Growing at a compound annual growth rate of about 15 to 20 percent annually, the Indian packaged food industry is likely to touch $30 billion by 2015, rising from the current level of $15 billion. This category includes snack foods, ready-to-eat foods, and healthy and functional foods, according to the Associated Chambers of Commerce and Industry of India (ASSOCHAM).
Factors that have fueled this industry’s growth include the arrival of food multinationals, rising popularity of quick-service restaurants, modern retail trade, technological advancement and changing urban lifestyles, says an industry-specific ASSOCHAM analysis.

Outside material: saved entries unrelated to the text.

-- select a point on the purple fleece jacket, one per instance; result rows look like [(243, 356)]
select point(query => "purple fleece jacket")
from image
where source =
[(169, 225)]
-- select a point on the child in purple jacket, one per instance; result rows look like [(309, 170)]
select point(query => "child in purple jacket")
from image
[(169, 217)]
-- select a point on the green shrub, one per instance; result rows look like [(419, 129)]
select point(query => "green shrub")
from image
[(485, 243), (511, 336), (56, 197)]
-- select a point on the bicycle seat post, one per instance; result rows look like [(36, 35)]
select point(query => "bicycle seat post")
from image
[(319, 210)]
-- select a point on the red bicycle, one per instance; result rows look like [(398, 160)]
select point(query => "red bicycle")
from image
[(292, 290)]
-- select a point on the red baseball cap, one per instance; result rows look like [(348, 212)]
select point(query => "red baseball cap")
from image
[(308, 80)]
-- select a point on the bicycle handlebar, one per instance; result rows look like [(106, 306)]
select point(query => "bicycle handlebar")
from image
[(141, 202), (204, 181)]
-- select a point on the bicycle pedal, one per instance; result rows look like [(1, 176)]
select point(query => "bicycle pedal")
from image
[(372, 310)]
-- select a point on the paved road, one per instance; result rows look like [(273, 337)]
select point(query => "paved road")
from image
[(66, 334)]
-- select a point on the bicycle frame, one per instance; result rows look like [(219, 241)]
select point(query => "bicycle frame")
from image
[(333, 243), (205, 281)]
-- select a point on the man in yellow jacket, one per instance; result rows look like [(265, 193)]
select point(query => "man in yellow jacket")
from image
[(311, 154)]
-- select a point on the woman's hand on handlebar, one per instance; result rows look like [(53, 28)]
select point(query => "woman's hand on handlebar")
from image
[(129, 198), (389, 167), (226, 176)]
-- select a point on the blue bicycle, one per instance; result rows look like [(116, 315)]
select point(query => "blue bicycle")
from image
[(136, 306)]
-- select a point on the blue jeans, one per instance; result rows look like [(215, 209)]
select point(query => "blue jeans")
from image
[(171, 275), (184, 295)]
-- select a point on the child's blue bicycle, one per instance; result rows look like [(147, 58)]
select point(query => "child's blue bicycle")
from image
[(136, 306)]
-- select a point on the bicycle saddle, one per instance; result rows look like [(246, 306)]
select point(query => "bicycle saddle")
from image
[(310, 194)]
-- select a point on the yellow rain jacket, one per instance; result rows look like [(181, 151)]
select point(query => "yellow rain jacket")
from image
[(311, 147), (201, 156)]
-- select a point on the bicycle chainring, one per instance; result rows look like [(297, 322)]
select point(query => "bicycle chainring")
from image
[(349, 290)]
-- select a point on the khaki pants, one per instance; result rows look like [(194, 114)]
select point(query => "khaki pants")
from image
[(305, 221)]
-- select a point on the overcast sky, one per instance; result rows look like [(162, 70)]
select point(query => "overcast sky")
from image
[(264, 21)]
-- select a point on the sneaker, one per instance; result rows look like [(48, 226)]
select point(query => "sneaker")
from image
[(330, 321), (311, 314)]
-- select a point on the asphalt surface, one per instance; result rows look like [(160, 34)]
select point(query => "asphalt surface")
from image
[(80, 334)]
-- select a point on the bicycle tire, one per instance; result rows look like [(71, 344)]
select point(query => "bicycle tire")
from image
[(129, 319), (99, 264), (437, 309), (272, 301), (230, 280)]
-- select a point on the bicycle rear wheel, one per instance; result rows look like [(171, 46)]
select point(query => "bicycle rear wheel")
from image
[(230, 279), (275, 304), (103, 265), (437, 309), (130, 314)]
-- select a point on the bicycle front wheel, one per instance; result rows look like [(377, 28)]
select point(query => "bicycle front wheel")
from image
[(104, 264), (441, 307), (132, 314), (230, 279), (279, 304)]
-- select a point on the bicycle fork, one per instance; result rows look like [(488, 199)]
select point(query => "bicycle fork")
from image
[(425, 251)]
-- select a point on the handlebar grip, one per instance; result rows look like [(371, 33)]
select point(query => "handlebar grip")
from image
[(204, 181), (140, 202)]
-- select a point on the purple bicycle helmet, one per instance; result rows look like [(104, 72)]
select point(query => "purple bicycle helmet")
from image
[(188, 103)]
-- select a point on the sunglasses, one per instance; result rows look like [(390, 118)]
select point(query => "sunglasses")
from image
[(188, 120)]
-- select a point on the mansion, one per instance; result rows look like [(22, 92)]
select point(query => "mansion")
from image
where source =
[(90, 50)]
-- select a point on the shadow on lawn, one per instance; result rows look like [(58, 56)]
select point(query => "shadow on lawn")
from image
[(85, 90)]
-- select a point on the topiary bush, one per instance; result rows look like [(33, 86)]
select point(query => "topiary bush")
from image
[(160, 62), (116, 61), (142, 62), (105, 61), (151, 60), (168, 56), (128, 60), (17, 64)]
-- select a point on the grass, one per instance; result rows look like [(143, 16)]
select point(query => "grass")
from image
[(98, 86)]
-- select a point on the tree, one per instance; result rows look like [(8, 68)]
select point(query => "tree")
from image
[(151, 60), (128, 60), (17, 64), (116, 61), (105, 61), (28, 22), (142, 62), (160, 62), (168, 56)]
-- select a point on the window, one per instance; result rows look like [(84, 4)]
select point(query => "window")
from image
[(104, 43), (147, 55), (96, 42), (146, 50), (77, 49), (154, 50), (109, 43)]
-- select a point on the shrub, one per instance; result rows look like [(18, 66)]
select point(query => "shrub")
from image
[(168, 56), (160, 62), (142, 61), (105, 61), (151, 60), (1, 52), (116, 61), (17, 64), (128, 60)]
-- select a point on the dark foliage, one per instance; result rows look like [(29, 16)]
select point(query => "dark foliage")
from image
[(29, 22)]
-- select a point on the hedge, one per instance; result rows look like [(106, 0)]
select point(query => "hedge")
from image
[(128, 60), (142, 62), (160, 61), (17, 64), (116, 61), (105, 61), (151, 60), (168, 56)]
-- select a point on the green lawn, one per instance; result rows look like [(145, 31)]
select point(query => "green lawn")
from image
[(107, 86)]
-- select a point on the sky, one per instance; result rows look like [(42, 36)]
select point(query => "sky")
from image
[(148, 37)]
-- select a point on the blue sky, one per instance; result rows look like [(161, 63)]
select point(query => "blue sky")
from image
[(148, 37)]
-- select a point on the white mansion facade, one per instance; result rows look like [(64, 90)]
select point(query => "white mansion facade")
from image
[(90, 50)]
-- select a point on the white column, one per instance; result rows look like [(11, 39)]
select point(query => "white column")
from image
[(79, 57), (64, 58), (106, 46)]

The main categories of packaged food are bakery products, canned/dried processed food, frozen processed food, meal replacement products and condiments. Some emerging new categories in this segment are processed dairy products, frozen ready-to-eat foods, diet snacks, processed meat and probiotic drinks.
Some key players in this industry are Hindustan Unilever (tea, instant coffee, biscuits, pulses, instant beverages), Nestle (instant coffee, milk and milk products, ready-to-eat foods), PepsiCo (aerated drinks, fruit juices, cereals, snacks) and Haldirams (sweets, namkeens, syrups, crushes, etc.)

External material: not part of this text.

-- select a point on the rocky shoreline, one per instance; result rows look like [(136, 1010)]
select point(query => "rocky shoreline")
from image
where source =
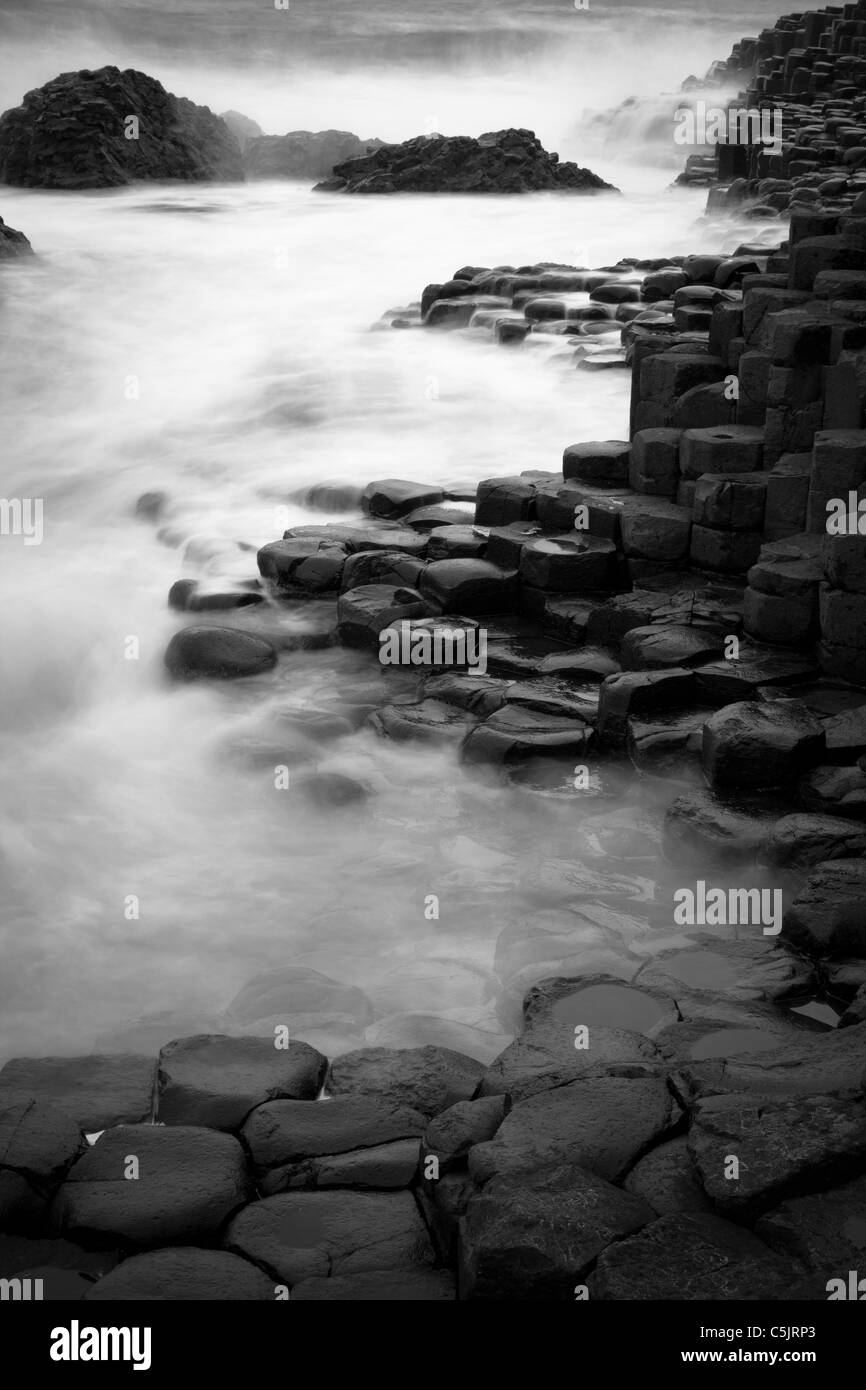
[(685, 605)]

The growth in the economy, coupled with a strong desire among consumers to maintain a healthy lifestyle and the growing awareness of functional ingredients such as herbs, minerals, vitamins, omega fatty acids and probiotics, is driving the functional foods and beverages market.

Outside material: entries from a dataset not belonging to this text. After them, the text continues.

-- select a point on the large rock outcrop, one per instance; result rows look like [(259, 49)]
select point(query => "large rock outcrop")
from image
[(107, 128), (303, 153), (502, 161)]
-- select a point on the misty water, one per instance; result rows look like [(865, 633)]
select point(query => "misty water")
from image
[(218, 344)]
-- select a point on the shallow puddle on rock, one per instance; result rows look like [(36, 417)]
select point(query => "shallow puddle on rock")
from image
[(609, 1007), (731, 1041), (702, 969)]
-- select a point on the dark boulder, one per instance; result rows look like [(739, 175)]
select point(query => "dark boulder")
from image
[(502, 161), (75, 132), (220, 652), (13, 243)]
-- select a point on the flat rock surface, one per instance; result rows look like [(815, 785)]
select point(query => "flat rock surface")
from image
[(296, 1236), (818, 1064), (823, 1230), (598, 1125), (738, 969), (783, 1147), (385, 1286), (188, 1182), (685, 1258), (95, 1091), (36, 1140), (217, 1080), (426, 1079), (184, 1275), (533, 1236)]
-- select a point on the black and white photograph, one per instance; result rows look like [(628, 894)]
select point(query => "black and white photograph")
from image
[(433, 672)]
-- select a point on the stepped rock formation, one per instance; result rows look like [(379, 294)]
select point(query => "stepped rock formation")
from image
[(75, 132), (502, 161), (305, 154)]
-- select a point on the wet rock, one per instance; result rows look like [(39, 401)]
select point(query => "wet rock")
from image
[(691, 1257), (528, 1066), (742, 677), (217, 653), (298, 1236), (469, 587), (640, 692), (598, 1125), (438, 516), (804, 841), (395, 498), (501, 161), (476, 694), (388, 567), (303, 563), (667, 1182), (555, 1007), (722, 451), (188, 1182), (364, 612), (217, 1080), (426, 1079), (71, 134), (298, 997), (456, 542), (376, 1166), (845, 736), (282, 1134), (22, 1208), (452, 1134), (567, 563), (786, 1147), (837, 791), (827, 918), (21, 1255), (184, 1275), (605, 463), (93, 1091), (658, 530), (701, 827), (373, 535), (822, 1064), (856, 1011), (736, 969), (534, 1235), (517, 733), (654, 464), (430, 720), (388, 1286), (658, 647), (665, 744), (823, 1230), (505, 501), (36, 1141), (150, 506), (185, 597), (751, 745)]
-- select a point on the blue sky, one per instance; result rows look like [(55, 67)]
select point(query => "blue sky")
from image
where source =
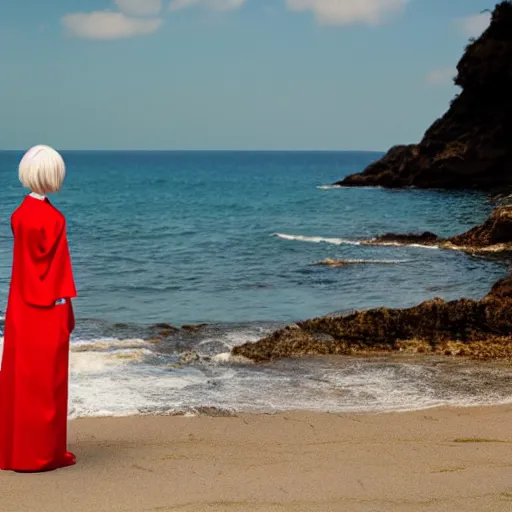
[(228, 74)]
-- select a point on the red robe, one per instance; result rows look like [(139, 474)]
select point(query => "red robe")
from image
[(34, 372)]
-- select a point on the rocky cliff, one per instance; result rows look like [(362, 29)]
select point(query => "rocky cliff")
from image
[(471, 145)]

DS Rawat, secretary general of ASSOCHAM, said that the food ingredients market is also increasing with a rapid growth rate, as consumers increasingly demand bigger, bolder tastes, foods that are healthy and ingredients that are natural or sustainable.
Rawat further said that consumers are becoming more sophisticated and want more upscale flavors and ingredients. The Indian food processing market is one of the largest in terms of production, consumption, and export and import prospects.
The paper also points out that there is a large divide between urban and rural consumers in India. Urban residents consumed 78 percent of all packaged food in 2011, while rural residents consumed just over 22 percent.